I said I never broke my promises, which sounded a little better than it was.

I’m a member of Unity, and next morning, when service was over at the Masonic Temple, I stepped over to the hotel to see how she felt on the subject of lunch. But Keyes was in the lobby, slumped down in his chair, and when he saw me he jumped up and came over almost at a trot. “Ed, I’ve got to talk to you. I’ve been trying to reach you all morning, and—I’ve got to talk.”

“O.K.—talk.”

“Not here. I’m not myself.”

We went up to his room and first he sat on the bed, then he lay on it. Then he got an envelope out of his pocket, opened it, took out a paper and said: “Read that.”

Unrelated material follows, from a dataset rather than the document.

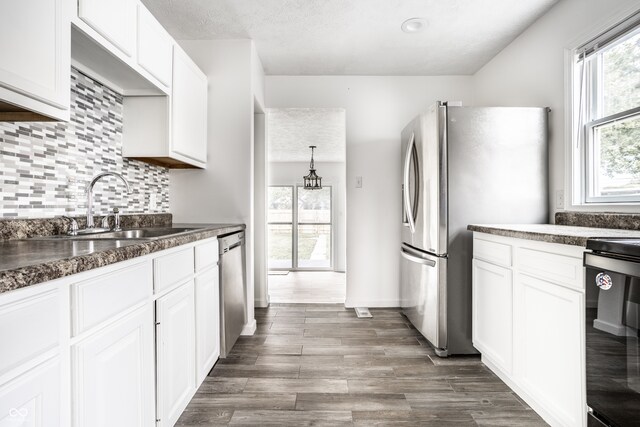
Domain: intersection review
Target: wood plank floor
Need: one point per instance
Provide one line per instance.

It was one of our operative’s reports, and from the first page, where “subject” went to a football game, it was easy to see that who was under surveillance was Mrs. Sperry. “So you got pretty stuck on her, but not so stuck you didn’t have her shadowed.”

“No, Ed, that’s not how it was at all.”

“Looks like it.”

“The whole thing was routine. I put the case in charge of our Department of Investigation, down in Los Angeles. I told them to take the whole thing over. How did I know they’d decide to include her in their check-up? I’d never even heard of her when I left to come up here. But—and the worst of it is the operative doesn’t even know who I am.”

I read it, and right near the end it went something like this:

11:05
P.M.
Subject returned to hotel, entered Suite 642 with Robert Keyes.

11:08
P.M.
Keyes left subject’s suite.

11:14
P.M.
Phone rang in subject’s suite, subject answered, conversation inaudible.

11:15
P.M.
Subject admitted man to her room. Identity undiscovered so far. Description:

Age: 30-35.

Height: About six feet.

Weight: Around 160.

Hair: Black, slightly gray.

Good build, well-dressed.

At 12:00
P.M.
this man had not come out. I put wedges cut from three paper matches in crack between door and frame, using point of penknife to work them into place in such way they would fall unnoticed if door was opened. Went off duty. Sunday: 9:30
A.M.
Wedges still in place.

“Well, Mr. Keyes, she crossed you.”

“But why?”

“Maybe she likes him.”

“I thought she liked me. I—worshipped her.”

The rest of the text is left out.